Avoiding Dementialand

I hadn’t been volunteering for hospice too long when I was asked to stay with Isabel (not her real name) on Sunday mornings. Her family would be at church, and she couldn’t be home alone. Her daughter and son-in-law would be fine with staying home from church, but Isabel would have none of it. So I would come on Sunday mornings.

I was in my mid-20s and in grad school. I was still a bit unsure if I really had the skills to do this hospice thing. I worried a lot about saying the wrong thing. (Side note: I eventually overcame this fear by acknowledging that I would say the wrong thing from time to time, and that’s okay.)

I showed up to find a tiny lady in her early 80’s who was in congestive heart failure. Isabel put me at ease immediately. She was on oxygen and scooted around with a walker. I worried about her tripping over the oxygen line but tried not to hover. She tired easily but somehow had a positive energy about her. She didn’t have dementia. In fact, when I arrived she was watching Suze Orman and launched into an insightful lecture about how women should take responsibility for their own finances.

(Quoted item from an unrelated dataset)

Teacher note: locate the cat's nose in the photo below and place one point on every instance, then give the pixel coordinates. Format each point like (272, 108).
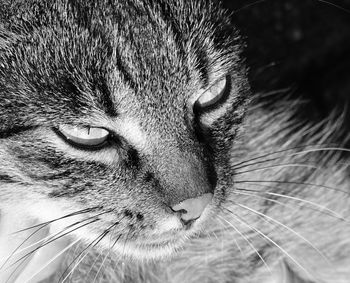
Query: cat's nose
(192, 208)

She asked if I was married. When I said no, she told me that I should not wait until I got married to start making sound financial decisions. I felt like I should be taking notes. I liked her immediately.

Isabel told me in the first five minute of our visit that she was ready to leave this earth at any point. She said she would miss her family but “had her bags packed.”

One thing about volunteering for hospice that surprised me was the ease at which hospice patients jump from talking about the mundane (the puzzle on Wheel of Fortune, toilet paper brands, whether they liked asparagus) to the meaningful (how long they had to live, what happens after death, whether they’ll ever see snow again) and right back. Isabel was a classic example. One minute she was telling me she liked my shoes and the next minute she was talking about how she wasn’t scared of death. And then back to Suze Orman. She really liked Suze Orman’s haircut.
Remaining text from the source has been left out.